Betty Staley entitles the chapter about this age range, “Trying to Organize Our Lives,” and discusses how around the age of 28 many of us feel it is time to become more conscious about our lives, our decision-making, our plans and goals for the future.
She talks about for some people how around age 30, some men realize already they are having more physical limitation than in their twenties and some women notice their bodies are changing. I personally was curious about this from the perspective that we are certainly living longer than in the time of Rudolf Steiner, so I wondered how many of you found this to be true. I have heard more women comment to me about their bodies changing and about it being harder to lose weight and such closer to the age of 40 than 30. I wonder also if this is because so many of us are delaying childbearing until our 30s. Please leave a comment in the comment box and share your experience.
Betty Staley writes that there are not only physical changes to be reckoned with, but changes within the way we relate to others. She writes, “The bold confidence of our twenties starts giving way to more sensitive awareness of ourselves. We may no longer be satisfied by just relying on our feelings: we become more inward, perhaps more subdued. It is time to become realistic and practical, to take stock of what are we doing and organize our time.”
She talks about how we use our critical intellect to help us organize things, but how this can also be something that pierces and wounds the people around us as we step back and see more and more faults and imperfections and become cold and critical. We have to work hard in this stage to look not just objectively at others, but also at ourselves. How do we learn to appreciate other people? How do we develop concern and compassion for others that transcends our own feelings of woundedness and loneliness?
The thirties can be a positive time of life as things settle down, become calmer, become more focused. It can be a time to look deep within one’s self at one’s current situation. “There can be a conflict here between our previous dreams and ideals, and present realities. How can we realize both?”
Typically there are no easy answers to this question. Men in particular can have competing desires and wishes. Daniel Levinson writes about the ages of 21-35 being the “Onward and Upward Phase” for men. He writes:
“Fatherhood is not the all-important role in a man’s life. His starring role as he sees it during the Onward and Upward years is that of the promising young man on his way up. He has important tasks to accomplish. He is driven by the need for achievement.”

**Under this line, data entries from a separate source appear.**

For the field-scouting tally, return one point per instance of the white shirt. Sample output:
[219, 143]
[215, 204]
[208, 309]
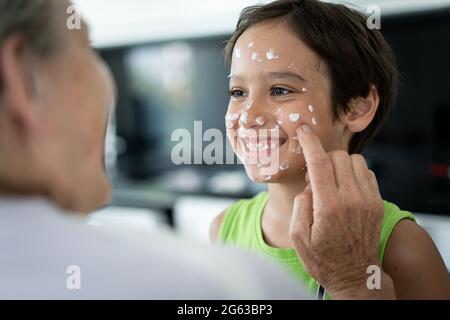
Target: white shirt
[46, 253]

Betty Staley writes that this can be an age where many friendships break apart, and there can be loneliness. She also writes about the importance of having a mentor and building relationships with friends who have similar values to you. Do you have a mentor in the areas of parenting and homemaking? This could be something important if you are in this age range of 28-35 years.
Rudolf Steiner saw the period of age 30-33 as analogous to the last three years of the life of Jesus Christ, often a period of being in the “valley of the shadow of death.” Perhaps renewal is around the corner if we can progress past the challenges of this phase:
“The great inner challenge during this phase from 28-35 is to transform critical judgment into thoughtful consideration, allowing emotions to ripen into feelings; to take more time to make decisions, and to bring to the light of the mind and warmth of the heart together in a more conscious way.”
This has implications for both marriage and motherhood. For mothers in this age range, Betty Staley writes about the importance of strengthening themselves during this time. She writes of the importance of having private time everyday for “inward activity”. She also writes about the importance of learning how not to use the sharp-edged intellect of this phase to judge our partners and spouses.
She writes on page 130 that we do not need to explain or apologize for the things our spouses do because it is not our place to judge, nor do we know our mate so very well that we need to protect other people from his or her faults. “A point comes in a relationship- and in this case it can be in a close friendship as well as in a marriage – when we let go. We no longer ask, Why am I with this person? We no longer add up the irritations, marking them in some invisible account book. The moment arrives when all that disappears and we acknowledge he is our partner or friend, and accept him totally.”
When people marry in their thirties instead of their twenties, then neither person has formed the other. The ideas and habits of each person are more set, that as partners they tend to respect one another but humor and tolerance are needed. More freedom is needed in some ways. She writes that second marriages often have these characteristics as well. She also talks about the research showing people born after 1966 are tending to study until age 30 or live at home for longer periods, and how this may postpone the entrance into adulthood by ten years.
A very full chapter with lots of food for thought.